A Life's Morning eBook

This eBook from the Gutenberg Project consists of approximately 526 pages of information about A Life's Morning.

A Life's Morning eBook

This eBook from the Gutenberg Project consists of approximately 526 pages of information about A Life's Morning.

What resources of passion the man was exhibiting!  By forethought he could have devised no word of these speeches which he uttered with such vigour; it was not he who spoke, but the very Love God within him.  He asked the last question with a voice subdued in tenderness; his eyes had a softer fire.

Emily gave her answer.

‘I would not marry you, though you stood to kill me if I refused.’

No bravado, no unmeasured vehemence of tone, but spoken as it would have been had the very weapon of death gleamed in his hand.

He knew that this was final.

’So you are willing that your father shall be put into the dock at the police-court to-morrow morning?’

‘If you can do that, it must be so.’

’If I can?  You know very well I have the power to, and you ought to know by now that I stick at nothing.  Go home and think about it.’

It is useless.  I have thought.  If you think still to make me yield by this fear, it is better that you should act at once.  I will tell you If I were free, if I had the power to give myself to you in marriage, it would make your threat of no more avail.  I love my father; to you I cannot say more than that; but though I would give my life to save his from ruin, I could not give—­my father would not wish me, oh never!—­my woman’s honour.  You will find it hard to understand me, for you seem not to know the meaning of such words.’

She closed with stern bitterness, compelled to it by the tone of his last bidding.  A glorious beauty flashed in her face.  Alas, Wilfrid Athel would never know the pride of seeing thus the woman he knew so noble.  But Wilfrid was in her heart; his soul allied itself with hers and gave her double strength.  Dagworthy had wrought for her that which in the night’s conflict she could not bring about by her own force; knowing, in the face of utter despair, the whole depth of the love with which she held to her father, she could yet speak his doom with calmness, with clear intelligence that the sacrifice she was asked to make was disproportionate to the disaster threatened.

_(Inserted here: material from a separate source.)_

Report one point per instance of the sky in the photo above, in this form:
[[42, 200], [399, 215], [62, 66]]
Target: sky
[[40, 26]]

He answered with cold decision.

’It’s you who don’t know me.  I’ve nothing more to say to you; you are at liberty to go.  To-morrow your father will be before the magistrates.’

Emily moved to the door.  The sound of the words had blanched her lips.  She felt that, if she would keep hold upon her bodily strength, she must breathe the outer air.

‘Look here, I say,’ he exclaimed, stepping to the table.  ’Take the money.  I’ve nothing to do with that.’

She made a motion with her hand, but hastened still and escaped.  Once in the garden she all but ran, thinking she heard his footsteps in pursuit, and smitten with that sudden terror which comes sometimes when a danger is escaped.  But she had gained the Heath, and it was certain now that he had not tried to overtake her, a glance back showed her that no one was in sight.  She walked rapidly on, though her heart seemed about to burst, walked without pausing till she had reached the quarry.  Here she sat on the same stone as before.  She was in dread of fainting; the anguish of her leaping blood was intolerable; she had neither sight nor hearing.  But the crisis of suffering passed; she let her head fall forward and buried it upon her lap.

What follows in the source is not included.